Las tecnologías de recombinasa específicas del sitio son herramientas de ingeniería del genoma que dependen de las enzimas recombinasas para reemplazar secciones específicas de ADN.
Historia
A finales de la década de 1980, la selección de genes en células madre embrionarias murinas (ESC) permitió la transmisión de mutaciones a la línea germinal del ratón y surgió como una opción novedosa para estudiar la base genética de las redes reguladoras tal como existen en el genoma. Aún así, el direccionamiento genético clásico demostró estar limitado de varias maneras, ya que las funciones genéticas fueron destruidas irreversiblemente por el gen marcador que tuvo que introducirse para seleccionar las ESC recombinantes. Estos primeros pasos llevaron a animales en los que la mutación estaba presente en todas las células del cuerpo desde el principio, lo que condujo a fenotipos complejos y / o letalidad temprana. Había una clara necesidad de métodos para restringir estas mutaciones a puntos específicos del desarrollo y tipos celulares específicos. Este sueño se hizo realidad cuando grupos en los EE. UU. Pudieron introducir sistemas de recombinación específica de sitio (SSR) y bacteriófagos derivados de levadura en células de mamíferos y en ratones. [1] [2] [3]

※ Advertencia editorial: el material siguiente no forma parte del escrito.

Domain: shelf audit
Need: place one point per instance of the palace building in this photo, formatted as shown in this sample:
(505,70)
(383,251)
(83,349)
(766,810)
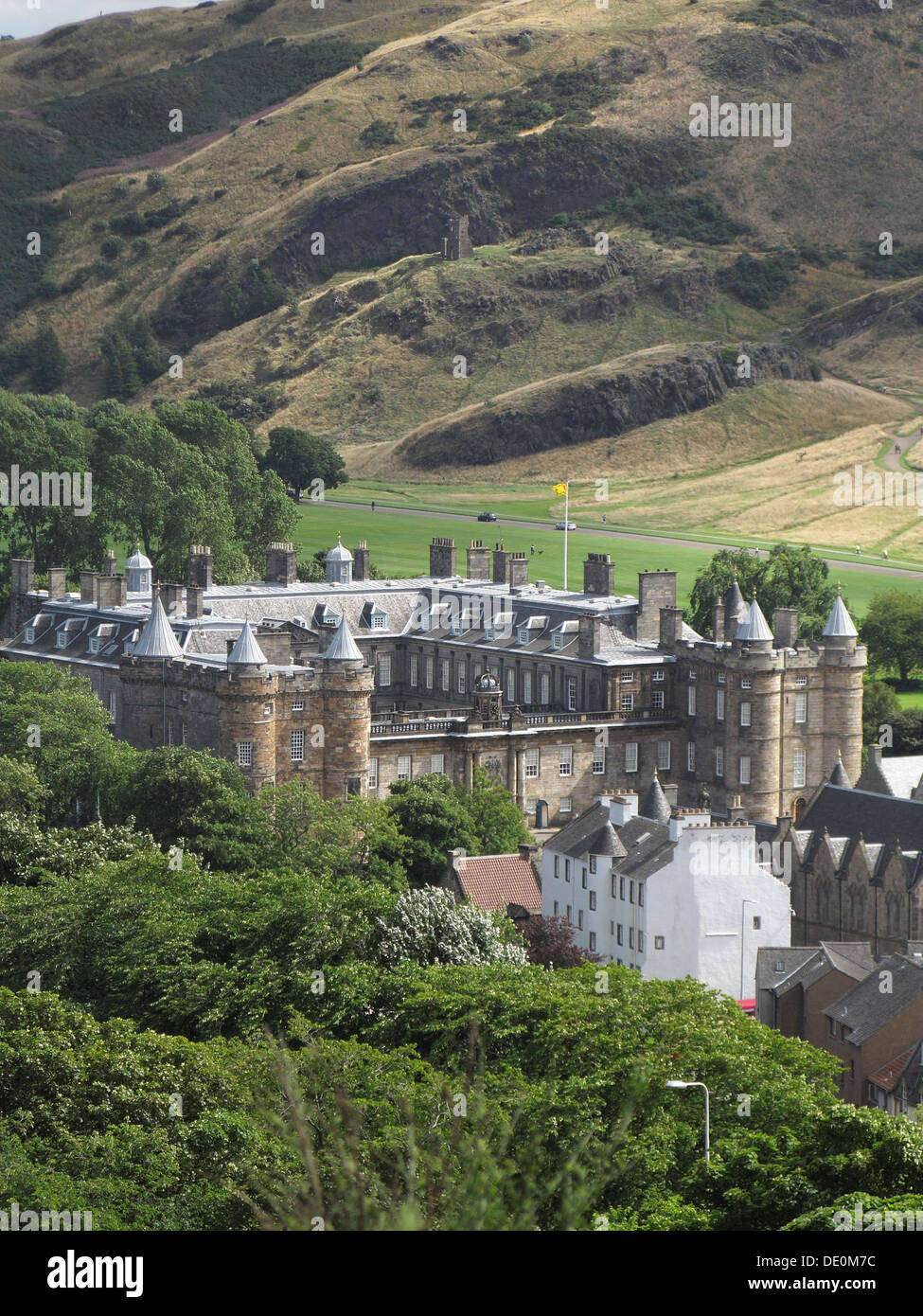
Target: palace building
(353,684)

Clasificación, propiedades y aplicaciones dedicadas
Las estrategias comunes de ingeniería genética requieren una modificación permanente del genoma objetivo. Con este fin, se debe invertir una gran sofisticación en el diseño de rutas aplicadas para la entrega de transgenes. Aunque para fines biotecnológicos la integración aleatoria sigue siendo común, puede resultar en una expresión génica impredecible debido a la cantidad variable de copias del transgén, la falta de control sobre los sitios de integración y las mutaciones asociadas. Los requisitos moleculares en el campo de las células madre son mucho más estrictos. Aquí, la recombinación homóloga (HR) puede, en principio, proporcionar especificidad al proceso de integración, pero para los eucariotas se ve comprometida por una eficiencia extremadamente baja. Aunque las meganucleasas, nucleasas efectoras de tipo activador de la transcripción y dedos de zinc (ZFN y TALEN) son herramientas reales que respaldan la HR, fue la disponibilidad de recombinasas específicas de sitio (SSR) lo que desencadenó la construcción racional de líneas celulares con propiedades predecibles. En la actualidad, ambas tecnologías, HR y SSR, se pueden combinar en "tecnologías de etiquetado e intercambio" altamente eficientes. [4]
Se han identificado muchos sistemas de recombinación específicos de sitio para realizar estos reordenamientos de ADN para una variedad de propósitos, pero casi todos pertenecen a cualquiera de dos familias, tirosina recombinasas (YR) y serina recombinasas (SR), dependiendo de su mecanismo . Estas dos familias pueden mediar hasta tres tipos de reordenamientos del ADN (integración, escisión / resolución e inversión) a lo largo de diferentes rutas de reacción según su origen y arquitectura. [5]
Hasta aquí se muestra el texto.